Hari ini aku kembali duduk di dekatnya. Aku menemukan sebuah cara untuk mendekatinya. Aku ambil secarik kertas dan mulai menulis.

‘Hai.’ Sapaku dalam tulisan di kertas itu. Aku berikan kertas itu padanya

Ia menoleh kepadaku. Terdiam sejenak, lalu tersenyum. Ya Tuhan, andai Kau tahu betapa aku berterima kasih pada-Mu karena telah menciptakan makhluk seindah ini.

‘Ya? :)’ ia juga menulis dalam kertas itu.

‘Lagu apa yang kamu dengarkan? Kayaknya kamu selalu memakai earphone itu.’ Tulisku lagi. Membuka pembicaraan.

Kali ini ia tidak menjawabnya. Ia menoleh dan menggeleng. Tak lupa dengan senyumnya yang indah itu.

‘Kamu tak mau beritahu? Aku yakin itu pasti lagu yang sangat spesial. Sampai-sampai kamu tak mau membaginya dengan orang lain. :)’ tulisku.

Ia tersenyum lagi. Dan mulai menulis.

‘Kamu yakin ingin tahu?’ balasnya

‘Ya.’ Jawabku mantab.

Ia mengambil sebelah earphone nya, dan dipasangkan di telingaku. Hening. Sepi. Tak ada suara apa-apa dari earphone itu. Aku mencoba menutup sebelah telingaku yang tak terpasang earphone. Mencoba berkonsentrasi akan suara yang diantar dari earphone nya. Tapi tetap tak ada suara apa-apa. Tetap hening. Tetap sepi.

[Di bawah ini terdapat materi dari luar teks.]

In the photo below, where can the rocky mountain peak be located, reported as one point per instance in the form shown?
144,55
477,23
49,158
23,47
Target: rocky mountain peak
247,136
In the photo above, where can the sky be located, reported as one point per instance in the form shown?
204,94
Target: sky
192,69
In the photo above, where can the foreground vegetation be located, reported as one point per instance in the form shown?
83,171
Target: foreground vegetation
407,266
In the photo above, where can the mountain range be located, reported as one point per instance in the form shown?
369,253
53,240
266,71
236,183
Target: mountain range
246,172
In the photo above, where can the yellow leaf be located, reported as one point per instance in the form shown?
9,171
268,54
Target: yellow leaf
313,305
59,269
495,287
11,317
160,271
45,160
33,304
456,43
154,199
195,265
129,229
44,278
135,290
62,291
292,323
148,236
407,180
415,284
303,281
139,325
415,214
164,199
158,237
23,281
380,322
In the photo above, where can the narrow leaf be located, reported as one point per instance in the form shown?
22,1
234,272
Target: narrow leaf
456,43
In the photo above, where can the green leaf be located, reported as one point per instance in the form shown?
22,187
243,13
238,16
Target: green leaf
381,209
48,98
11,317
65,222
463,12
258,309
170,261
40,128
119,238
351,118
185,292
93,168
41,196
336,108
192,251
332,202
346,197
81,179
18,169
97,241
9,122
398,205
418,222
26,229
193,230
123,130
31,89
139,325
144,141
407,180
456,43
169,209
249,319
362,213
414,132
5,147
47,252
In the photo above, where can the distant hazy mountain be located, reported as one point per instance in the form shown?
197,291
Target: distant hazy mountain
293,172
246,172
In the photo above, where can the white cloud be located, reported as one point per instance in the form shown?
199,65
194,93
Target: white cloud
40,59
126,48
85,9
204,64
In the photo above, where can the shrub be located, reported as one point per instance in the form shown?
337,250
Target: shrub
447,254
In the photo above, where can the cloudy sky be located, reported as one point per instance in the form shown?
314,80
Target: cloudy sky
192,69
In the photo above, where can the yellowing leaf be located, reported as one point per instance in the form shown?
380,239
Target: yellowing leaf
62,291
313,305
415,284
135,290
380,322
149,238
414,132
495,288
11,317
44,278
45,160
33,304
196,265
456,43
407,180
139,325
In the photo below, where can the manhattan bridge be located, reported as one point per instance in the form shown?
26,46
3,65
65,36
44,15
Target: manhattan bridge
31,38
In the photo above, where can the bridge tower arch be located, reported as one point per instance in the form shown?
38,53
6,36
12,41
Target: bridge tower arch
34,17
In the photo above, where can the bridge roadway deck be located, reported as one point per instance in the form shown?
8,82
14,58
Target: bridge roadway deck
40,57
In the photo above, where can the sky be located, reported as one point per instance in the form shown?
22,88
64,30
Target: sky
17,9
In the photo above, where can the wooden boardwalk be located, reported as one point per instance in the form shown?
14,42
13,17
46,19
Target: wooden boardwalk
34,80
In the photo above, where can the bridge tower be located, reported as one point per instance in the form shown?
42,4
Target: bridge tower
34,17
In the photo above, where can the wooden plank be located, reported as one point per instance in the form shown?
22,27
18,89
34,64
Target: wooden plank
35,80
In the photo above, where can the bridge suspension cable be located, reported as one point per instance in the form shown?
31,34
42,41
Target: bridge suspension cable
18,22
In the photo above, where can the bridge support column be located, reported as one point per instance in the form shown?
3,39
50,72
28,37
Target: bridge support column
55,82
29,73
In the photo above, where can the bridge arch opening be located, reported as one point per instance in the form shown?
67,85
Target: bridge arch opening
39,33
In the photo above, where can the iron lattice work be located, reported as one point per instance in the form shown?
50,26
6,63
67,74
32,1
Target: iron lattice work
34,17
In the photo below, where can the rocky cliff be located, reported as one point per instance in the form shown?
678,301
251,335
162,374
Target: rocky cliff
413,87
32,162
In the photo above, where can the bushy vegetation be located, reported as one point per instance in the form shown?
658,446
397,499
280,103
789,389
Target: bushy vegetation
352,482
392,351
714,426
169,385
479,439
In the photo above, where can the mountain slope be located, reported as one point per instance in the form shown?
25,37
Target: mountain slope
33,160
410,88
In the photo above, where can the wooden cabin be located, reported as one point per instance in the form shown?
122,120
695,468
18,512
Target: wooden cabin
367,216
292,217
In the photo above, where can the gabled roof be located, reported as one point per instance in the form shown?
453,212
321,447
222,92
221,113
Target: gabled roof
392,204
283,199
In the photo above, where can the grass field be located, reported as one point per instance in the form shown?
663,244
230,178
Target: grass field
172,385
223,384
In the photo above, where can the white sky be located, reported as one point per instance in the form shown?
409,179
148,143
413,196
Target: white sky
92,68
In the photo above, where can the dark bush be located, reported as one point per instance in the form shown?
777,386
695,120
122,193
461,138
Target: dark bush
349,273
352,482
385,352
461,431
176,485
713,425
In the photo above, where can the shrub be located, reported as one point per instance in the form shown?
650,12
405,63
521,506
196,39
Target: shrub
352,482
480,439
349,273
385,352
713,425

Aku menoleh kepadanya. Ia menatapku.

“Jadi?” tanyaku bingung.

Ia tersenyum lagi. Lalu mulai menggerak-gerakkan tangannya. Aku seperti pernah melihat gerakan-gerakan itu. Aku mengernyitkan dahi. Mencoba memahami maksudnya. Oh! Aku ingat! Ini sandi yang biasa orang tuli gunakan untuk berkomunikasi. Ah, perempuan ini....

Aku menatapnya. Perasaan kaget dan bingung menyergapku. Ia masih tetap tersenyum. Ia masih tetap dengan senyum indah yang aku sukai. Aku menatap matanya. Dan tersenyum.

‘Salam kenal ya :)’ tulisku dalam kertas tadi.

Aku bukan lagi seorang pengecut yang hanya bisa mengaguminya dari jauh. Aku seorang laki-laki yang sedang jatuh cinta. Jatuh cinta yang begitu dalam dengan perempuan berparas ayu yang selalu duduk di bangku kecil dekat lampu taman. Ya, aku tahu. Aku tahu benar perasaan ini. Aku jatuh cinta.